We believe that a rural-ready physician is best prepared to practice anywhere. Skills gained in our program can translate to a practice in a town of any size with all doors open to our family physicians. In order to prepare residents for full-spectrum practice, we strive to expose you to rural training experiences in block rotation, on outreach, via tele-health and through preceptors and mentorships.

Q: What global health opportunities are available in your program?
A:

We participate in the University of Minnesota global health track. Our program believes global health includes the most remote and rural areas of Minnesota and the United States. Even if you do not choose to participate in the track, you will have opportunities to experience strong training in rural settings and can apply full-spectrum training to any setting. A good, solid base of training has taken our residents across the street, to International Falls, Minnesota, inner-city Minneapolis and abroad to Africa and South America.

Q: Where do your graduates practice?
A:

Over 60% of our graduates chose to practice in Minnesota, with an additional 16% in Wisconsin. Approximately 63% of our graduates practice in communities of 25,000 people or less.

Q: What is there to do in Duluth?
A:

Duluth is perfectly positioned between the beautiful waters of Lake Superior and one of America’s most spectacular wilderness areas. To explore all there is to do in Duluth and its surrounding area visit: http://visitduluth.com/home.php

Q: What is the business economy and workforce like in Duluth?
A:

According to the Northland Connection:

The Northland consists of seven counties in northeast Minnesota and Douglas County, Wisconsin. The region is uniquely situated for growth, thanks its abundant natural resources, diverse industry mix, strong education offerings, and proficient workforce. The Northland was built on its mining and forestry industries, and retains this base as its economy broadens to take advantage of its other assets. The Northland delivers goods through its strong multi-modal transportation network, and residents enjoy striking natural beauty and a high quality of life.

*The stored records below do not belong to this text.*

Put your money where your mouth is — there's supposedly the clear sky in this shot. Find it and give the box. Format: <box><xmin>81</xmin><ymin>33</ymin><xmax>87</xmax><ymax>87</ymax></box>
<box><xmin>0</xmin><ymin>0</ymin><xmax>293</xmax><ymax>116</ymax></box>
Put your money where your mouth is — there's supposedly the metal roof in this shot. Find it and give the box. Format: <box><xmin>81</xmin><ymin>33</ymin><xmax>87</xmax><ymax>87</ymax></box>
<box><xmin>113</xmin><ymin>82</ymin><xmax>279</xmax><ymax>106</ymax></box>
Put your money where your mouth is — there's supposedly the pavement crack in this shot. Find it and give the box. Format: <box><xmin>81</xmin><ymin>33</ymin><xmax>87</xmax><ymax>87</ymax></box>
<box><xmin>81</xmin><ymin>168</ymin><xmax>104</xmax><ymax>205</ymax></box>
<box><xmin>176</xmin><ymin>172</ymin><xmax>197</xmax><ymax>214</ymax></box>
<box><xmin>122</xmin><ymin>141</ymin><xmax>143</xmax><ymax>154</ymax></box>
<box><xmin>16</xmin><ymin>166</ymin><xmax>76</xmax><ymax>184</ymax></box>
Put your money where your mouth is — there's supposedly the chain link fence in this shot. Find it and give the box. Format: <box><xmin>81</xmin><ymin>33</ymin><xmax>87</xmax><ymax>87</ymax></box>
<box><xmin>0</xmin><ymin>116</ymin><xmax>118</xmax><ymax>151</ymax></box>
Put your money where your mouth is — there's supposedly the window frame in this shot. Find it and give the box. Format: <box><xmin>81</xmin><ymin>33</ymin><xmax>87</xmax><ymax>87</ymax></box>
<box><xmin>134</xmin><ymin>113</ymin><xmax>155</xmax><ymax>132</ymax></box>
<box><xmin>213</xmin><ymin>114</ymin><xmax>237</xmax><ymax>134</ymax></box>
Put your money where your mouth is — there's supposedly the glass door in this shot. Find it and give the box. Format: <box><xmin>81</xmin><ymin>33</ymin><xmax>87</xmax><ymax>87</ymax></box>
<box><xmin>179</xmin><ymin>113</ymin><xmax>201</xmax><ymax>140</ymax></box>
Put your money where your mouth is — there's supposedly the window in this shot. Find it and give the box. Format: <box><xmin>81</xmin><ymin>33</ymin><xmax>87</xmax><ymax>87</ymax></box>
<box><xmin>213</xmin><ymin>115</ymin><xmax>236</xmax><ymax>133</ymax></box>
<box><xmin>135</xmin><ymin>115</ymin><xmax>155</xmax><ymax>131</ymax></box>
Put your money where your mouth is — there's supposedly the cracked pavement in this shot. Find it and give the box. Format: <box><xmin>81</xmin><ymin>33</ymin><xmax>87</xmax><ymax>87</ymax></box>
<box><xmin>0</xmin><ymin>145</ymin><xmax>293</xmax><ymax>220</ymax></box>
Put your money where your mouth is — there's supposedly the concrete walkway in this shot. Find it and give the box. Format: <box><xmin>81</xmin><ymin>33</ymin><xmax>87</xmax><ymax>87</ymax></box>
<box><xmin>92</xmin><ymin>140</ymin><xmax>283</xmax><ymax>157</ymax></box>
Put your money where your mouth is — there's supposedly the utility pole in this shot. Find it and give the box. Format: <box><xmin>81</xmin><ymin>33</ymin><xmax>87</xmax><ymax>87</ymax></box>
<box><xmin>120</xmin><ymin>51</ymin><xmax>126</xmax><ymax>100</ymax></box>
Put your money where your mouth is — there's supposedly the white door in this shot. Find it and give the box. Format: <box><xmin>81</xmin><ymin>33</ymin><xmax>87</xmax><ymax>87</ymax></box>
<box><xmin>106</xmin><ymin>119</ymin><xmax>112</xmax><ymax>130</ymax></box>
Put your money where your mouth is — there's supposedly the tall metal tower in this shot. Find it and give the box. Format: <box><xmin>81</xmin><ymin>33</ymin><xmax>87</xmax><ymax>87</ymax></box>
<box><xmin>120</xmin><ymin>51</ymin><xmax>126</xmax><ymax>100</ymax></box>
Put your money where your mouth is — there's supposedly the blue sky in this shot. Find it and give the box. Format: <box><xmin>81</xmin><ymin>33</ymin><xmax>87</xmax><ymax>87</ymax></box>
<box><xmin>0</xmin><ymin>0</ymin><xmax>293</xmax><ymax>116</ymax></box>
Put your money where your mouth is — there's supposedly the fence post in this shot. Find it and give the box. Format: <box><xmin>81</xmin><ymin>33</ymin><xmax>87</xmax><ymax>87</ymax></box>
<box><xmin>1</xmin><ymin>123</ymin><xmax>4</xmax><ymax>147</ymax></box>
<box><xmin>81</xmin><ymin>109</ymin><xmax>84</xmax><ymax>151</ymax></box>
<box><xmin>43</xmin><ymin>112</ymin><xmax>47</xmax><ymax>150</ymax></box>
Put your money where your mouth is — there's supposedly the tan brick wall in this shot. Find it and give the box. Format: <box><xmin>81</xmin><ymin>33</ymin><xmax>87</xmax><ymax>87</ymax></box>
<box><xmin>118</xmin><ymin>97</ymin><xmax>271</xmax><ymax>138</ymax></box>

Northeastern Minnesota and northwestern Wisconsin provide a world-class workforce. The region’s workers come with the exceptional education, work ethic, and skills necessary to attract and build businesses. The Bureau of Labor Statistics recently reported that Minnesota was 4th and Wisconsin was 9th out of U.S. states in labor force participation rate.

According to NorthForce

The Northland is an attractive place to build or grow a business. It’s strategically located in the center of North America, with access to Great Circle air routes between Europe and the western United States. With a world-class port in Duluth and Superior, the region has access to U.S., Canadian, and global markets.

A diverse industry mix provides a stable economy. The Northland’s quality educational system and low turnover contribute to a proficient, reliable workforce. It’s those productive workers who help our growing companies achieve profitability.

The Northland produces world-class large equipment. Its healthcare is vibrant and features the latest procedures and technologies. Broadband crisscrosses the landscape. Natural resources are abundant, but also managed in an environmentally friendly way.